Consumer Technology Being Used To Promote Wellness and Prevention
Health insurers are increasingly getting into the use of smartphone apps, gaming technology and social media as tools for improving patient health.
- InformationWeek recently ran an online article about a new report from Chilmark Research.
- The health IT analytical firm examined more than 40 “pioneering programs” where health plans employ consumer technology.
- Though growing, this aspect of health IT usage remains “very much in the early-innovator adoption stage.”
- The steady movement from fee-for-service insurance models to basing provider payment amounts to a greater extent on health outcomes makes patient engagement in wellness and prevention all the more important.
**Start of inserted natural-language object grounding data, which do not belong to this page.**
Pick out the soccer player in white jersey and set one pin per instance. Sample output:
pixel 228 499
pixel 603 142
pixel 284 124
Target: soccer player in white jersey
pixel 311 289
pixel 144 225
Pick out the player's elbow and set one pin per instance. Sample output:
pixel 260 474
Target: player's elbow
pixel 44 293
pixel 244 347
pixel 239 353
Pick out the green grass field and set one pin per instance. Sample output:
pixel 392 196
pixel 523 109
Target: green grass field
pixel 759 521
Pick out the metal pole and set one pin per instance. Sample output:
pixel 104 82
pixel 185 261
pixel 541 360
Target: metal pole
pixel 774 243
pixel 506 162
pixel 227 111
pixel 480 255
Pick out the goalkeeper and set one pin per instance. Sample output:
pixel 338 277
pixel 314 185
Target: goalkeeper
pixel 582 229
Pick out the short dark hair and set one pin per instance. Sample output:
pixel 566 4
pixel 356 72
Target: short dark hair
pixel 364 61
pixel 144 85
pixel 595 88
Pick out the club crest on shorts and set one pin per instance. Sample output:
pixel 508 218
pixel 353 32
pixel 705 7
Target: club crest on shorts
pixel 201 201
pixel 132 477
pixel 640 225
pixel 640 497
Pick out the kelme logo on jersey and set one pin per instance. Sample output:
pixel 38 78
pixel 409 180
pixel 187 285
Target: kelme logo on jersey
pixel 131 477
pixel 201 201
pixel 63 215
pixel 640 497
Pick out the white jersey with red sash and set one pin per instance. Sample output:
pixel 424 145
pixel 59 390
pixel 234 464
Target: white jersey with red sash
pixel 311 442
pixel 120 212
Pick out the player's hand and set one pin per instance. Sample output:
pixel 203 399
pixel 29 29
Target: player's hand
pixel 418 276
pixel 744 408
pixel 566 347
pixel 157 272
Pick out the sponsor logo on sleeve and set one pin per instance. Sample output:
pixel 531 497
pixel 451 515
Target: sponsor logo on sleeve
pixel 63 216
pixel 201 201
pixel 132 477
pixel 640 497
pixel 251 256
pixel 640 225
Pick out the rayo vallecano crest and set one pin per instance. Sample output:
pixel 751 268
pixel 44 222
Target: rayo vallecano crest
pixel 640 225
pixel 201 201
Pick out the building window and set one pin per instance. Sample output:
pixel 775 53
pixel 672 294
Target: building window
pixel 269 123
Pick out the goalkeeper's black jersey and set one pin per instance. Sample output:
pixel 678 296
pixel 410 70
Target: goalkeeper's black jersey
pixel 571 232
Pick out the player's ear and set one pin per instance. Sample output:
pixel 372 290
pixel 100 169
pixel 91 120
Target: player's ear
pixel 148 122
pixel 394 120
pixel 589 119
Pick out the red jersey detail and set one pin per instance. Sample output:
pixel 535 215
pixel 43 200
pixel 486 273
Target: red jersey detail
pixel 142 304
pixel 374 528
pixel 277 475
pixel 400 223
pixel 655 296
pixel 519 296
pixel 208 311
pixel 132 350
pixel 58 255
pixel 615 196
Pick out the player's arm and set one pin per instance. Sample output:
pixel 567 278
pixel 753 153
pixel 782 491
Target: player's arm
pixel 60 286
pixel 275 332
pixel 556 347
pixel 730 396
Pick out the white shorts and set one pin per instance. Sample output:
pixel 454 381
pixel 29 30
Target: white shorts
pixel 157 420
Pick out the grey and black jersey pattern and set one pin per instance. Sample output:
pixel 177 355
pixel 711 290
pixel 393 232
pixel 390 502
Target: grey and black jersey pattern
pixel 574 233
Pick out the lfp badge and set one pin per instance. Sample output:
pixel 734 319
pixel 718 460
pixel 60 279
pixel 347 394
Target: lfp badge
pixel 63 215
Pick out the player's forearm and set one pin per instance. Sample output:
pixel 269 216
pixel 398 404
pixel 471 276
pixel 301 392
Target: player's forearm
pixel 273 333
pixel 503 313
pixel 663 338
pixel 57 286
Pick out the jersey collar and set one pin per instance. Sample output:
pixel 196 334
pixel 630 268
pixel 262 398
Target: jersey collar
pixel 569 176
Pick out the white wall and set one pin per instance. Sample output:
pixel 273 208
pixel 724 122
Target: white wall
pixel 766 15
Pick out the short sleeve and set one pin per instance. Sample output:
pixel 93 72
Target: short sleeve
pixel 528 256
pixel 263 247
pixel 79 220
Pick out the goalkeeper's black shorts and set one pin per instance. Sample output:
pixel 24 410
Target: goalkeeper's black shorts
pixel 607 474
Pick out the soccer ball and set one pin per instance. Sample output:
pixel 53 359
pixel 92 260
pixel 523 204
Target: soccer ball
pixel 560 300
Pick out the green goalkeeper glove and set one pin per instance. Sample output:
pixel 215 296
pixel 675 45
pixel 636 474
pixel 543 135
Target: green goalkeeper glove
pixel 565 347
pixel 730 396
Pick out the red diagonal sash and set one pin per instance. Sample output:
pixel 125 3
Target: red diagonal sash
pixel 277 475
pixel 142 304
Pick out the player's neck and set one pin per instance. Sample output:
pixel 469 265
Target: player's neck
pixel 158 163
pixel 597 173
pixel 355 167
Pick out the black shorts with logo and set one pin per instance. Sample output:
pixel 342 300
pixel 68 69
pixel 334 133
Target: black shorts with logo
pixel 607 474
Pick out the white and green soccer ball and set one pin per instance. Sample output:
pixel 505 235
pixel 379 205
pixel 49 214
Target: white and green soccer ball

Smartphones, online games and social networks have become prevalent in people’s lives. Think Facebook, Farmville and Apple’s App Store. It’s natural to explore how these innovations can help improve health and wellness.
- Fifteen social games have launched to help insurance policyholders improve their diets, achieve healthier habits and manage their recovery.
- Ten initiatives concentrate on managing chronic diseases. Seven social media tools relate to exercise and diet.
- Some mobile phone applications enable people to monitor blood sugar levels and better control their diabetes.
- Some of the programs examined combine social media with gaming. That can make the user engagement more fulfilling and, thus, potentially more effective.
A recently announced program intends to spur the development of even more mobile apps relating to coronary disease management and heart risk reduction.
- The Million Hearts Risk Check Challenge will reward a mobile app that enables consumers to assess their risk of heart disease.
- The federal health IT coordinator will select the winning application developer’s creation for monitoring blood pressure and cholesterol levels.
- In turn, the winning app will be deployed in four cities, where health screening campaigns will take place.
Adopting new technology, as well as integrating social media, stands to improve patients’ health and wellness. Health leaders are acting now to take advantage of these modern technological conveniences. As the report’s announcement indicates, “significant improvements in consumer technologies, their growing adoption and use and the introduction of low-cost, biometric devices are making it easier for health insurers to tackle those challenges” of results-based reimbursement, expansion of health coverage to millions more people and the steady retirement of baby boomers. The greatest threat to making real headway isn’t so much resistance to adoption by the public or insurers, but barriers the government could throw up, such as onerous rules and regulations.